No other country worldwide is known for mandating ski helmets universally, although some countries made them mandatory for children (such as some states of Austria, and the state of New Jersey) or for particular uses (such as employees at Vail Ski Resort in the US). Additionally, helmets may be mandatory at a local level, such as in the Canadian province of Nova Scotia, or at certain ski resorts.

==Standards and testing==
Product certification norms include the European CE standard CEN 1077, issued in 1996, The American Society of Testing and Materials F2040, and the Snell RS-98. CEN 1077 permits an impact speed of about approx 20 km/h, which is far below average skiing speeds. Helmets are tested for effectiveness at about 14 mph, but the typical maximum speed of skiers and snowboarders is approximately twice that speed, with some participants going much faster. At such speeds, impact with a fixed object is likely to be fatal, regardless of helmet use.

==Effects==

A meta-analysis, mostly of case-control studies, showed that skiers and snowboarders with a helmet were significantly less likely than those without a helmet to have a head injury. However, Swiss statistics on rescue services provided to people injured in snow sports show a fairly constant proportion of head injuries, while the observed rate of helmet wearing increased from 16% in 2002–2003 to 76% in 2009–2010.
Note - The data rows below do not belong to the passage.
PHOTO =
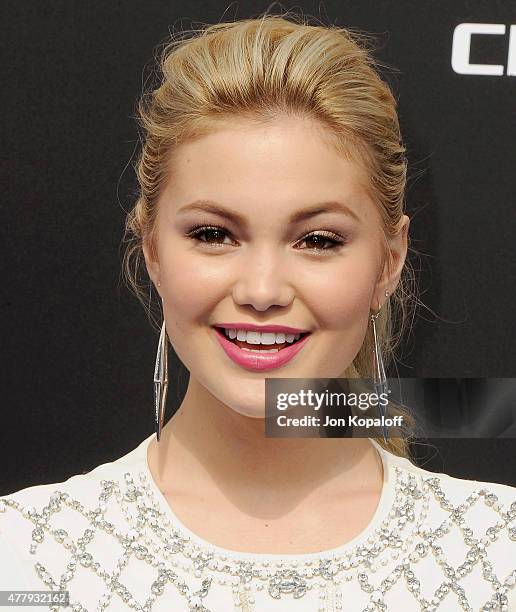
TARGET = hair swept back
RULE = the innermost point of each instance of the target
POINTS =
(257, 69)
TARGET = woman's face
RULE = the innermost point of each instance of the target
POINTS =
(263, 269)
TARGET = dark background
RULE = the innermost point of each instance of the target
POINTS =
(77, 349)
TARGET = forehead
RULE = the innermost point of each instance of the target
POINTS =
(272, 168)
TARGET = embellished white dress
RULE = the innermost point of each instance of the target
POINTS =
(111, 540)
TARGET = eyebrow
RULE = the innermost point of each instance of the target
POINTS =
(300, 215)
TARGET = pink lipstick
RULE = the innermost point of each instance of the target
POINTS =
(256, 361)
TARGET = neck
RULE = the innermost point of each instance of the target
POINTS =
(210, 447)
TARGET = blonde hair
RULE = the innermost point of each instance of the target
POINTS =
(256, 69)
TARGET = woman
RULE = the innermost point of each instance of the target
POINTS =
(272, 182)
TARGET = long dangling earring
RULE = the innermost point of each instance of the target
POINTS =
(160, 379)
(379, 378)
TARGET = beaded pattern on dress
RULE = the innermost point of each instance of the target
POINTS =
(388, 557)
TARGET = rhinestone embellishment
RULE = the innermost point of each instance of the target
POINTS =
(399, 543)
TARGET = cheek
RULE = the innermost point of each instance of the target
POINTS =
(342, 298)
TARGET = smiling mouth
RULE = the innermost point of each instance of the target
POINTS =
(263, 348)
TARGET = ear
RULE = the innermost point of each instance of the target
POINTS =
(394, 262)
(151, 261)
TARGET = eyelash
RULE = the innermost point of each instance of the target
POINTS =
(336, 240)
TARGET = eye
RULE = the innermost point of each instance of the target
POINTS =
(321, 238)
(214, 232)
(212, 235)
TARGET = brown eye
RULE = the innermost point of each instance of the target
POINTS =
(212, 235)
(319, 239)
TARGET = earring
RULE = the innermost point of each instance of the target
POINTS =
(160, 381)
(379, 378)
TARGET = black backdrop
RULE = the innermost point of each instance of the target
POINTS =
(77, 349)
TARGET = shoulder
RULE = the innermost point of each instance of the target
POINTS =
(42, 525)
(449, 490)
(467, 531)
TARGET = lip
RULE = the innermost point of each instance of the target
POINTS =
(255, 361)
(263, 328)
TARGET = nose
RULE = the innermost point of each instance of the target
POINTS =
(263, 281)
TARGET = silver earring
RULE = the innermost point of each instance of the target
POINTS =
(160, 381)
(379, 379)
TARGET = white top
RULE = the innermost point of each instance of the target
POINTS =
(110, 538)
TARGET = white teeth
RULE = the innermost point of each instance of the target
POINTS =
(253, 337)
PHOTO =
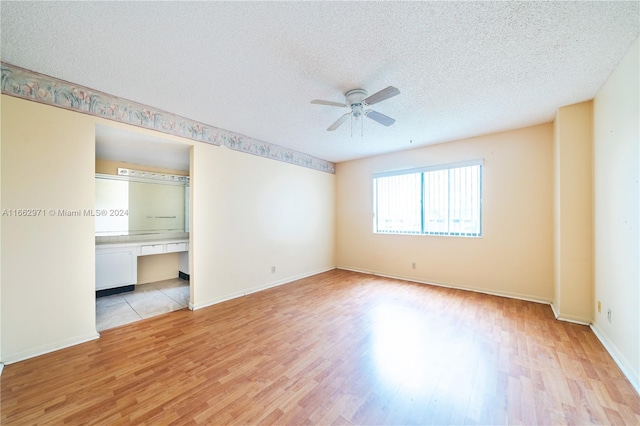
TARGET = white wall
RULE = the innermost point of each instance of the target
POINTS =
(249, 214)
(616, 170)
(515, 254)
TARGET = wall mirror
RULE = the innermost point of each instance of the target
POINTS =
(128, 205)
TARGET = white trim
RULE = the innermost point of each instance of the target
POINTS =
(256, 289)
(21, 356)
(617, 357)
(518, 296)
(555, 311)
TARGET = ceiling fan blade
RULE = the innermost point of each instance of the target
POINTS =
(387, 93)
(338, 122)
(380, 118)
(321, 102)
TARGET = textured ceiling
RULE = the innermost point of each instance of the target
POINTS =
(463, 68)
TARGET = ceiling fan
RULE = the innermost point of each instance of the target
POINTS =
(358, 101)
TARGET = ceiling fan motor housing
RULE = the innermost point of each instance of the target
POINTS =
(354, 99)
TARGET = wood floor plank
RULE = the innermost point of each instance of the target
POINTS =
(338, 348)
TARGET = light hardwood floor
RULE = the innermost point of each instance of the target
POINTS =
(335, 348)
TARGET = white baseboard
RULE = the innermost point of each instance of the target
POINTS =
(256, 289)
(518, 296)
(45, 349)
(617, 357)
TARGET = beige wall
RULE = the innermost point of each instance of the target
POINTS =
(513, 257)
(250, 214)
(48, 281)
(616, 170)
(573, 298)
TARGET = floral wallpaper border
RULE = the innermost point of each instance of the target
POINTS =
(33, 86)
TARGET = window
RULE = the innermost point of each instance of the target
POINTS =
(438, 200)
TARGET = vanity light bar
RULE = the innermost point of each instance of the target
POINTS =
(152, 175)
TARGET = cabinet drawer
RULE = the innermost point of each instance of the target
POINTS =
(152, 249)
(174, 247)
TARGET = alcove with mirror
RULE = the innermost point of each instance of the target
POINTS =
(142, 199)
(141, 205)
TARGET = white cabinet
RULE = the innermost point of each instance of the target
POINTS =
(116, 267)
(117, 264)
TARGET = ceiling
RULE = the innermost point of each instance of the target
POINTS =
(463, 68)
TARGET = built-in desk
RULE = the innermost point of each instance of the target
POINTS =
(117, 263)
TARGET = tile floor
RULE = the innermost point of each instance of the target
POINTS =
(147, 300)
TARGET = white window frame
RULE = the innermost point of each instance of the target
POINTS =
(423, 228)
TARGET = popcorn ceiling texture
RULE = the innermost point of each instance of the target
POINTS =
(463, 68)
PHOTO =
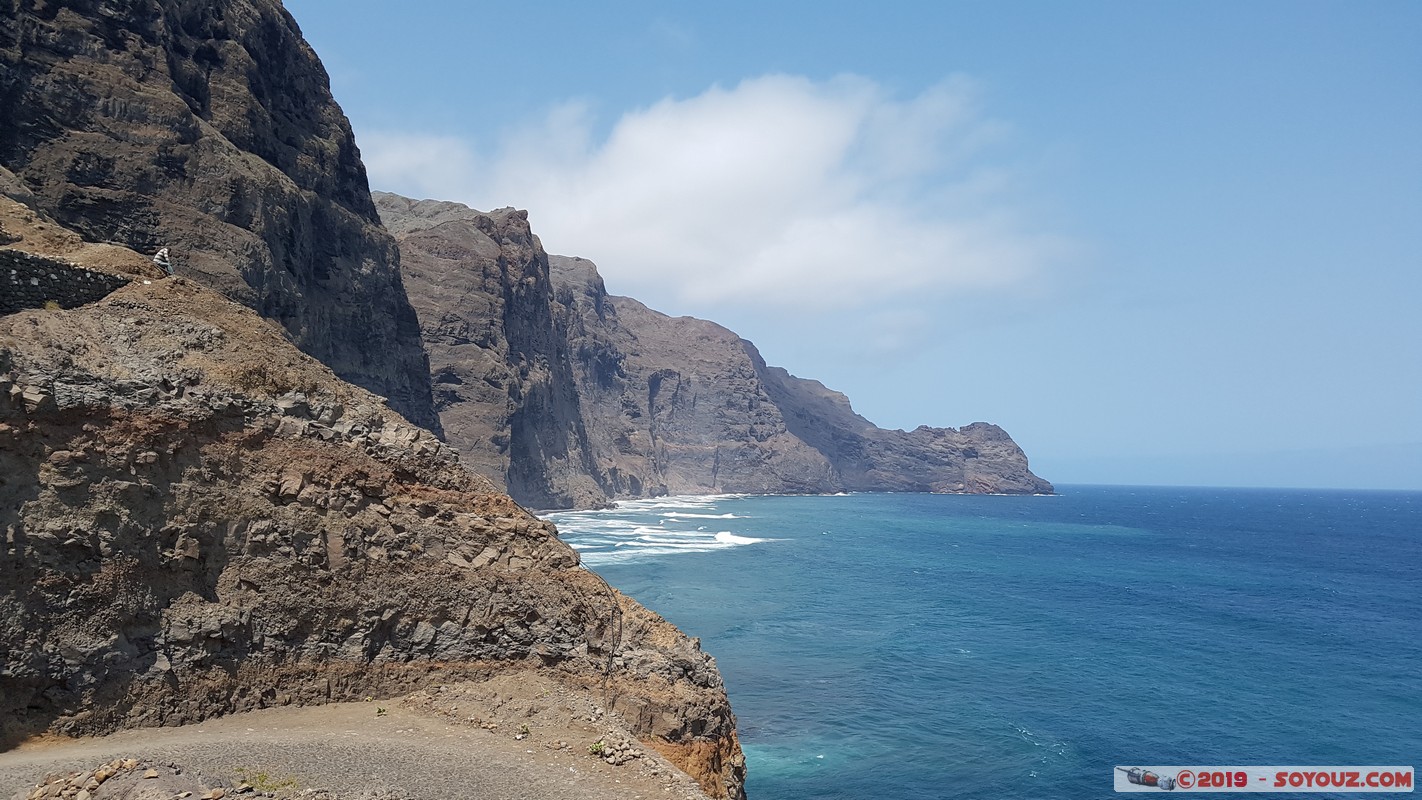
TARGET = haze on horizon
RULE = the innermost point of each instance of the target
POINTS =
(1158, 243)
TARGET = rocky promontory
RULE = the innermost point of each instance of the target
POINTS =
(209, 128)
(568, 395)
(199, 519)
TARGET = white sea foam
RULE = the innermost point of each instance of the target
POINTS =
(646, 529)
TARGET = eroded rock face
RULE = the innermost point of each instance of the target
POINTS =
(681, 405)
(208, 127)
(502, 381)
(198, 519)
(569, 397)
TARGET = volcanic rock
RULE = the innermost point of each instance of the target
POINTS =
(209, 128)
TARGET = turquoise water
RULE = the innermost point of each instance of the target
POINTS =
(919, 645)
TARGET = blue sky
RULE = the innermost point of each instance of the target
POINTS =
(1158, 242)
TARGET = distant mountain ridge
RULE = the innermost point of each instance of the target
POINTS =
(533, 363)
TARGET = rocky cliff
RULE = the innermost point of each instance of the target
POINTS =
(208, 127)
(199, 519)
(683, 405)
(569, 395)
(502, 380)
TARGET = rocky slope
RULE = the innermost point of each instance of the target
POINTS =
(199, 519)
(502, 380)
(208, 127)
(569, 397)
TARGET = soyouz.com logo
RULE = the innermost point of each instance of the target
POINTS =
(1263, 779)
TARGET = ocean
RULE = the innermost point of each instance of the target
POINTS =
(991, 647)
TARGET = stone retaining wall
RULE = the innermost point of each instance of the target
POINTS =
(30, 282)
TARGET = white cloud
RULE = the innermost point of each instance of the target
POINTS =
(779, 192)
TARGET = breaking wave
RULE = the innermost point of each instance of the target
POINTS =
(637, 530)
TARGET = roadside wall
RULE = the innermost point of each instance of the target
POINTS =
(30, 282)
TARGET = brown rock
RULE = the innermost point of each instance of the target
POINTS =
(351, 604)
(209, 128)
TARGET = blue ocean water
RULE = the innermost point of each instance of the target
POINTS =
(926, 645)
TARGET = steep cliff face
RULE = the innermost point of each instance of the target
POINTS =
(977, 458)
(568, 395)
(676, 405)
(199, 519)
(208, 127)
(683, 405)
(498, 357)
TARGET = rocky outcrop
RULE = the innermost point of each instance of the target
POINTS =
(198, 519)
(677, 405)
(502, 381)
(568, 395)
(208, 127)
(681, 405)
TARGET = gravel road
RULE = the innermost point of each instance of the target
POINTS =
(351, 752)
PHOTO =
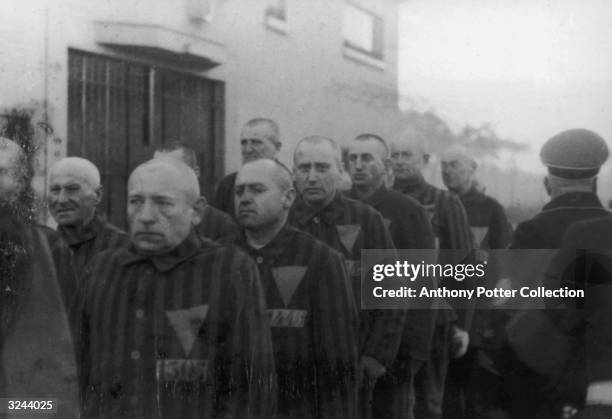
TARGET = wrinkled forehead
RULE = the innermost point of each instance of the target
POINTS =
(369, 146)
(157, 181)
(258, 131)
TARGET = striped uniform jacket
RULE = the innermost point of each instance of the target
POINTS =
(488, 221)
(314, 325)
(224, 195)
(546, 229)
(450, 226)
(410, 228)
(88, 241)
(216, 224)
(180, 335)
(349, 226)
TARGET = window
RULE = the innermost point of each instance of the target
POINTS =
(120, 111)
(363, 33)
(276, 15)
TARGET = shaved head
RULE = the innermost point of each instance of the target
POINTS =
(79, 168)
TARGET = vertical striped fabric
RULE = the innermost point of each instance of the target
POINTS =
(349, 226)
(88, 241)
(314, 325)
(179, 335)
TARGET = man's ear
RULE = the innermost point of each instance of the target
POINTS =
(547, 185)
(99, 192)
(199, 206)
(288, 198)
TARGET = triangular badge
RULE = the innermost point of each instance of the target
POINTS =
(348, 234)
(479, 233)
(186, 324)
(387, 223)
(287, 279)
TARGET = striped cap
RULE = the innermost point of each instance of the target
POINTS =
(575, 153)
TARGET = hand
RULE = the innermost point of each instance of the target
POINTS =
(459, 342)
(370, 370)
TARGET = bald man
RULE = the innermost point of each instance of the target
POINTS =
(215, 223)
(310, 304)
(36, 285)
(74, 194)
(173, 325)
(347, 226)
(259, 138)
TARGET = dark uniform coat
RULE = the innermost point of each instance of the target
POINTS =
(349, 226)
(314, 325)
(178, 335)
(224, 196)
(88, 241)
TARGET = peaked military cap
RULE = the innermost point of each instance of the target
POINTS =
(574, 154)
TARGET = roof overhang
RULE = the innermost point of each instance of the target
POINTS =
(161, 43)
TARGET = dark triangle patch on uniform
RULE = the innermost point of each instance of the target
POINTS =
(387, 223)
(348, 235)
(287, 280)
(479, 233)
(186, 323)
Helmets have been shown to reduce the incidence of head injuries. Helmets have not been shown to reduce the number of fatalities. According to Jasper Shealy, "We are up to 40 percent usage but there has been no change in fatalities in a 10-year period."

It is not known whether helmet use results in risk compensation, i.e. skiers and snowboarders behaving less cautiously when they feel protected by a helmet, as studies give conflicting results. One study found that helmeted skiers tend to go faster and helmet-wearing has been associated with self-reports of more risky behavior. Other studies find that helmet use is not associated with self-reports of riskier behavior and does not increase the risk of other injuries.